Squatting with weak, inactive glutes, for example, places extra stress on your quads and knees, which will eventually lead you to plateau, potentially experience knee pain, and get injured.

How To Get Your Glutes Back In The Game

Luckily, you’re not doomed to having snoozy glutes if you work a desk job. Use these tactics to engage your glutes and keep ‘em strong (and shapely).

1. Break Up Long Bouts of Sitting

If you go hours without getting up from your seat throughout the day, step number one for showing your glutes some love is to simply stand more. Easier said than done, sure—but absolutely doable.

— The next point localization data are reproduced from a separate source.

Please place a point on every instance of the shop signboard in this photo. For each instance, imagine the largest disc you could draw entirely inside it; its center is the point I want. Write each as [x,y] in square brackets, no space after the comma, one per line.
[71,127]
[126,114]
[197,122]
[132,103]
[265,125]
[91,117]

One easy way to get up and moving more often: Set an alarm. Shoot for once an hour or every other hour and spend five minutes walking and moving around, even if it’s just back and forth in your living room.

2. Make Friends With A Mini-Band

Before jumping into workouts—whether strength sessions or jogs outside—grab a looped mini-band to perform a few glute activation exercises. (Might we suggest these Sports Research Mini Loop Bands?) In just five minutes or so, these exercises fire up those important muscles so that you can better engage them during whatever workout you’re about to do.

Before your next sweat, wrap a mini-band around your legs (just above your knees) and try the following:

  • Glute bridges (2 sets of 10 reps)
  • Clamshells (2 sets of 10 reps per side)
  • Lateral walks (2 sets of 5 steps in each direction)
  • Bodyweight squats (2 sets of 10 reps)

3. Mind Your Squat Form

During your actual workouts, watching your form and focusing on using the right muscles makes a huge difference. When squatting, in particular, think about leading the movement with your hips, not your knees. Sink your seat back and down and actively squeeze your glutes throughout the movement.

Read More: I Did Squats Every Day For A Month

This helps ensure your lower back and knees don’t end up over-stressed—and that you get the booty gains you’re looking for from squatting in the first place.

4. Make Your Workouts More Glute-Friendly

Of course, if you sit consistently, you also need to consistently strengthen the muscles impacted by being sedentary. To help maintain healthy glute function for solid workouts and all-around pain-free movement and proper posture, incorporate glute-focused movements into your training sessions at least two or three times per week. In addition to those banded glute activations, focus on exercises like weighted glute bridges or hip thrusts, squats, and deadlifts. Really engage your glutes throughout every rep to reap the benefits.